Swipe at Musial’s reputation truly pathetic

April 5, 2011
By admin

I was in St. Louis last week trying to play a little golf in a spring that looks like it’s slated to arrive in Wisconsin around the time that the NBA Finals wrap up, which is to say in June. Late spring aside, I was startled to hear on the local news that a sportswriter had taken a big-time swipe at Stan Musial in an online piece that seemed to defy imagination. Finding something derogatory to write about the 90-year-old Musial would obviously be a Herculean task, and I was more than a little curious to see what it was, though still doubtful that it had any chance of being legitimate.

Murray Chass, a former New York Times staffer, had produced a blog that implied that the Hall of Famer wasn’t worthy of the Presidential Medal of Freedom that had been bestowed a few weeks previously. Naturally, I made my way to the hotel’s business center and went online to see what Mr. Chass was up to. (Using the courtesy title like that is a sardonic nod to his former employer, The New York Times. Mr. Hussein or Mr. Pol Pot always sounded pretty goofy to me.)

I’m not going to show the blog site here because, honestly, it’s not worth making the cyber trip, and besides, blogging something so outrageous was clearly intended to drive traffic to his site and I don’t think I will directly take part in that. The only reason I looked it up was because I figured I would likely write about it myself and I owed that much to Chass to at least have read his piece. I imagine there are now quite a few others who feel they owe something to him as well, though in this case I am not talking about anything so polite as journalistic courtesy.

But journalism is really the casualty here, since the piece itself is a pretty thin gruel designed to take a jab at one of the most beloved figures on the national sporting stage. When I first heard about the Chass flap while driving to a St. Louis area golf course, I thought it was an April Fool’s gag, though had it been such it would have been extremely ham-handed even at that modest aspiration.

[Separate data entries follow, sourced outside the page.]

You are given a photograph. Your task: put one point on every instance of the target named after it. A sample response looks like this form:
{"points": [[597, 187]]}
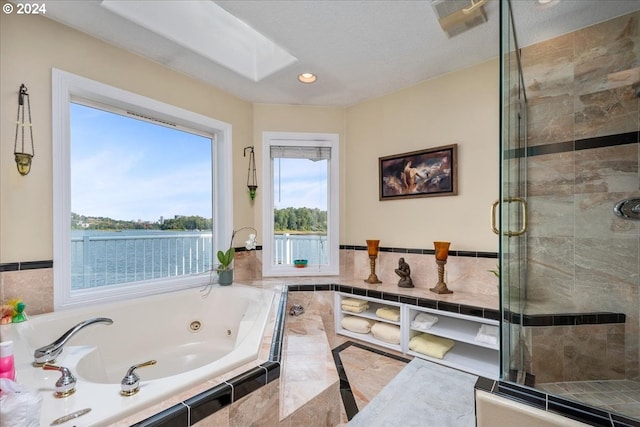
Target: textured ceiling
{"points": [[358, 49]]}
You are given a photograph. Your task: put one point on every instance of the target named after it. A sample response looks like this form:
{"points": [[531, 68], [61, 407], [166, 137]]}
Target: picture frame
{"points": [[425, 173]]}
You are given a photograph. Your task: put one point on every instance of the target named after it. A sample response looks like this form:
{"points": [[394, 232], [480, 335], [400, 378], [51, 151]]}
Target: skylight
{"points": [[209, 30]]}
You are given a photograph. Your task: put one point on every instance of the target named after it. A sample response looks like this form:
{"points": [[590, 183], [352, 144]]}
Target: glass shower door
{"points": [[509, 212]]}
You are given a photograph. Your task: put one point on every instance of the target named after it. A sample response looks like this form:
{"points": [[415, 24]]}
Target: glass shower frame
{"points": [[512, 221]]}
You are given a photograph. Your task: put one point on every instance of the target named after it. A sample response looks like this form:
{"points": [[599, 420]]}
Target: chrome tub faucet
{"points": [[48, 353]]}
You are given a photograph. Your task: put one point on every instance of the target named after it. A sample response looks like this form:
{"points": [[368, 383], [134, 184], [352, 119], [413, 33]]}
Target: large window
{"points": [[300, 212], [139, 193]]}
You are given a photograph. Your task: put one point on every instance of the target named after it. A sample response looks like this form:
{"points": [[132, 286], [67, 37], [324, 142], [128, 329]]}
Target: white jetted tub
{"points": [[191, 338]]}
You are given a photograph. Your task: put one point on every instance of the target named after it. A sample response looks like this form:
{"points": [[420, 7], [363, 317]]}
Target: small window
{"points": [[139, 191], [301, 204]]}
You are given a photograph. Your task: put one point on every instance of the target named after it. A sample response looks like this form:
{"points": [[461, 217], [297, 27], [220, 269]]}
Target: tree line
{"points": [[192, 222], [286, 220], [300, 220]]}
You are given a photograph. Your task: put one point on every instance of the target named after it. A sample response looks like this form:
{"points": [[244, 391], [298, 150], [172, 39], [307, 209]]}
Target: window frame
{"points": [[330, 140], [67, 88]]}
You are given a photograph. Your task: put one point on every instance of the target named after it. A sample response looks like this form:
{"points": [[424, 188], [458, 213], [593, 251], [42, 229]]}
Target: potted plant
{"points": [[225, 258]]}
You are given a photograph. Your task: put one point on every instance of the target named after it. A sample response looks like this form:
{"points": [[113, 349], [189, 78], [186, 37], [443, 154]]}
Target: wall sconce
{"points": [[252, 181], [23, 158]]}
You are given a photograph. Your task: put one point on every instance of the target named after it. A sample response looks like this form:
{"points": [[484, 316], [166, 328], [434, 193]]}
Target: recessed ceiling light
{"points": [[307, 78], [546, 3]]}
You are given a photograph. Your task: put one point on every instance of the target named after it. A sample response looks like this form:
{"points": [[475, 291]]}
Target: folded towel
{"points": [[355, 309], [389, 313], [424, 321], [386, 332], [353, 302], [431, 345], [488, 334], [357, 324]]}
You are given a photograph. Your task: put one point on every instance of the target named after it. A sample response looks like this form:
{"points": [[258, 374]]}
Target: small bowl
{"points": [[300, 263]]}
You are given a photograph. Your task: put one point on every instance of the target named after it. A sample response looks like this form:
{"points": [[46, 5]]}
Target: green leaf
{"points": [[225, 258]]}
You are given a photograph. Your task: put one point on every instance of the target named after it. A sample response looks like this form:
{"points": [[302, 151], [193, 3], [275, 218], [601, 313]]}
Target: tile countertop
{"points": [[457, 297]]}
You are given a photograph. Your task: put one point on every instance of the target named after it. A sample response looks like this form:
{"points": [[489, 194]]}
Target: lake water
{"points": [[100, 258]]}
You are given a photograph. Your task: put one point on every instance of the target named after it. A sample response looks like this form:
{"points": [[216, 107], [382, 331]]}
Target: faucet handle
{"points": [[130, 384], [66, 384]]}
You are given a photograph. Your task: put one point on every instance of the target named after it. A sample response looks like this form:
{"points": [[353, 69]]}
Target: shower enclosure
{"points": [[569, 264]]}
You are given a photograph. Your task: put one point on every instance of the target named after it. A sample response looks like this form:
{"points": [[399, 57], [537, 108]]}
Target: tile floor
{"points": [[620, 396], [363, 372]]}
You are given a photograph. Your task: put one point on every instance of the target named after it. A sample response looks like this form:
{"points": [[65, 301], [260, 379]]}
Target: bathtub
{"points": [[193, 339]]}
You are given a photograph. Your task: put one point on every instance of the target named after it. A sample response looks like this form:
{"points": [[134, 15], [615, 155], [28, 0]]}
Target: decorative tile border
{"points": [[471, 254], [564, 319], [550, 403], [348, 400], [580, 144], [27, 265]]}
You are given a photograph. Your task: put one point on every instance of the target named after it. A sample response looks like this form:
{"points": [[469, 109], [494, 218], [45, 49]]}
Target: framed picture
{"points": [[425, 173]]}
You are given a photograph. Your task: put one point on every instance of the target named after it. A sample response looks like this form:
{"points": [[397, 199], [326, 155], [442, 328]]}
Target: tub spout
{"points": [[48, 353]]}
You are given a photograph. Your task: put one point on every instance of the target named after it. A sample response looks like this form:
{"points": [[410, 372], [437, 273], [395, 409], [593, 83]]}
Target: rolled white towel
{"points": [[423, 321], [488, 334]]}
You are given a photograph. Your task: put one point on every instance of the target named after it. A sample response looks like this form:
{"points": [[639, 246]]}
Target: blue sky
{"points": [[129, 169]]}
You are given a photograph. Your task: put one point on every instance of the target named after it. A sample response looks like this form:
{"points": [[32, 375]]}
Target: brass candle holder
{"points": [[442, 252], [372, 249]]}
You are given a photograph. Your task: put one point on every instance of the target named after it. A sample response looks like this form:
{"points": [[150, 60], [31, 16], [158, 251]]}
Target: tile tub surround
{"points": [[467, 271], [554, 404]]}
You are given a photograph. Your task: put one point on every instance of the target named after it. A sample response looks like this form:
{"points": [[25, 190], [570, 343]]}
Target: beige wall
{"points": [[459, 108], [297, 118], [30, 46]]}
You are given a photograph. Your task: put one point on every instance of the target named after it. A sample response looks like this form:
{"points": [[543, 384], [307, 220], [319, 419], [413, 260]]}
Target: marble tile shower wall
{"points": [[582, 158]]}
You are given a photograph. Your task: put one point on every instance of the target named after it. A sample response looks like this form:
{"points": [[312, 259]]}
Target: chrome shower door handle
{"points": [[509, 233]]}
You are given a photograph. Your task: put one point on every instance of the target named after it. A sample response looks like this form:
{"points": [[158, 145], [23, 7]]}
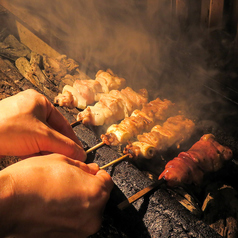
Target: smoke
{"points": [[139, 40]]}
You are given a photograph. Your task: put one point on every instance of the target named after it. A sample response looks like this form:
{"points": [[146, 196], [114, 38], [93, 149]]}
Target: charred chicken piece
{"points": [[86, 92], [174, 131], [113, 106], [205, 156], [139, 121]]}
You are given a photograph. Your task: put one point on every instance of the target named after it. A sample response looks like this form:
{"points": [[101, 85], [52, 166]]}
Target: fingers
{"points": [[105, 178], [59, 123], [55, 142]]}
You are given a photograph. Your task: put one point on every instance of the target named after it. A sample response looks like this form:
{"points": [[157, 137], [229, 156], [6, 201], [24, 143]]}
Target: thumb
{"points": [[55, 142], [105, 178]]}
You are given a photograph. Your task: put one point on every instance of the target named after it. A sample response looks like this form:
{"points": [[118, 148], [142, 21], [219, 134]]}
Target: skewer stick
{"points": [[141, 193], [73, 124], [114, 161], [95, 147]]}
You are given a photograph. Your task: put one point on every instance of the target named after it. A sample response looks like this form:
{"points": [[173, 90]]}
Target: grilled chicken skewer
{"points": [[174, 131], [113, 107], [86, 92], [140, 120], [205, 156]]}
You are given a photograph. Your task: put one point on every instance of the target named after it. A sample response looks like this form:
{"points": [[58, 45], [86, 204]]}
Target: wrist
{"points": [[7, 207]]}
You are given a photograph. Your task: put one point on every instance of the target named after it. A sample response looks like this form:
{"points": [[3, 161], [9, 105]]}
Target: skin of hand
{"points": [[31, 125], [52, 196]]}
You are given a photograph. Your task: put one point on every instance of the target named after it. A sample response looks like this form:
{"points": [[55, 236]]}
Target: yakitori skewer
{"points": [[173, 131], [113, 106], [140, 120], [205, 156], [85, 92], [114, 161]]}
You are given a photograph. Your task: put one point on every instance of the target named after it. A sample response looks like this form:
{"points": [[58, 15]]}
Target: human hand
{"points": [[31, 125], [52, 196]]}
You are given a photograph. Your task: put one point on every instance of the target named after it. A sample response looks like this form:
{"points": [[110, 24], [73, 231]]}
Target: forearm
{"points": [[7, 206]]}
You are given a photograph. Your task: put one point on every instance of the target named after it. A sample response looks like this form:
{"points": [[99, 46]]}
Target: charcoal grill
{"points": [[212, 101]]}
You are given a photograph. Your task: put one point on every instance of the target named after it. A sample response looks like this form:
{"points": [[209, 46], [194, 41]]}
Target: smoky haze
{"points": [[139, 40]]}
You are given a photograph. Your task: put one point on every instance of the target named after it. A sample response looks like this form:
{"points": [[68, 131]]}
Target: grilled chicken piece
{"points": [[111, 108], [174, 131], [88, 90], [139, 121], [205, 156], [109, 81]]}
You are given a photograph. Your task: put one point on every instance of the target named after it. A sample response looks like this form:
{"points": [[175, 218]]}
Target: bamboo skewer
{"points": [[141, 193], [95, 147], [114, 161], [73, 124]]}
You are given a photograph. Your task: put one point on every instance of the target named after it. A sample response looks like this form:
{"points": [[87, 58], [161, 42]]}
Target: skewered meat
{"points": [[109, 81], [112, 107], [88, 90], [205, 156], [174, 131], [139, 121]]}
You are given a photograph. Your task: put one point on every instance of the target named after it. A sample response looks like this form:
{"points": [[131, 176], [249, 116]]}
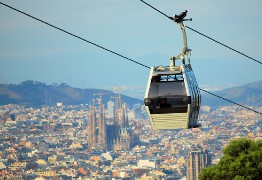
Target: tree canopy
{"points": [[242, 159]]}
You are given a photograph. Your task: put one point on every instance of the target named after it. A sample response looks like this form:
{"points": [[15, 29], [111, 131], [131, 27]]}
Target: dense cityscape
{"points": [[56, 142]]}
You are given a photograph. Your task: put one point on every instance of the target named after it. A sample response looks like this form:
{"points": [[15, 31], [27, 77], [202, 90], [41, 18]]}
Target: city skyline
{"points": [[31, 50]]}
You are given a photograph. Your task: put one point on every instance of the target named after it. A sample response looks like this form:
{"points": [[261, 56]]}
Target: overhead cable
{"points": [[203, 34], [230, 101], [60, 29], [71, 34]]}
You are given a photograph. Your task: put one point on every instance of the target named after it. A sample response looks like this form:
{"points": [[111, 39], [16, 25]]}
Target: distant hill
{"points": [[35, 93], [249, 95]]}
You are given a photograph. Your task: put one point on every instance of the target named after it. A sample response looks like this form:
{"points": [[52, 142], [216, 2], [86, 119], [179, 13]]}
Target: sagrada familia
{"points": [[113, 136]]}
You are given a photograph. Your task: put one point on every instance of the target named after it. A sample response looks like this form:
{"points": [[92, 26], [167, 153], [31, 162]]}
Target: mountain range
{"points": [[35, 93]]}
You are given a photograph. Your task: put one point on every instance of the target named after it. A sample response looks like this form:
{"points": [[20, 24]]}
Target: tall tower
{"points": [[97, 134], [196, 161]]}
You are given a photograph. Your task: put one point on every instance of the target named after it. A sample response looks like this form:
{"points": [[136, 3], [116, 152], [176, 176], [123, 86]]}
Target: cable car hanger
{"points": [[172, 98]]}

Ultimately, what it seems like is the pathetic sleight-of-hand of a once highly-respected sportswriter who now seemingly has unceremoniously tossed a life’s work over the side in a squalid attempt to return to a larger stage by any means available. The Musial bashing takes the form of extrapolating a tag of racism from a well-known visit to a St. Louis restaurant by his former teammate Curt Flood a couple of years after Musial had retired. Musial had lent his name to the restaurant, and Flood was denied admittance, with the details differing in a couple of accounts. After nearly a half century, the incident was hardly news by any stretch of the imagination. The rest of Chass’s argument for Musial being something decidedly less than “The Man” off the field apparently relied on the similarly thin reed of an alleged Musial coziness to management in the earliest years of Major League Baseball players’ unionizing efforts in the 1950s and early 1960s.

Though I understood why fans were outraged in the St. Louis area, I didn’t see as much about the story in the national media as I expected, and after a few days I’ve come to the conclusion that the charges are so preposterous and on such shaky journalistic grounds that few want to take part in giving them wider dissemination.

I’m fairly confident that only one person ended up taking a hit to his public persona here, and it wasn’t Stan Musial.
T.S. O’Connell

(The ersatz 1957 Topps Stan Musial card pictured here was created by Keith Conforti.)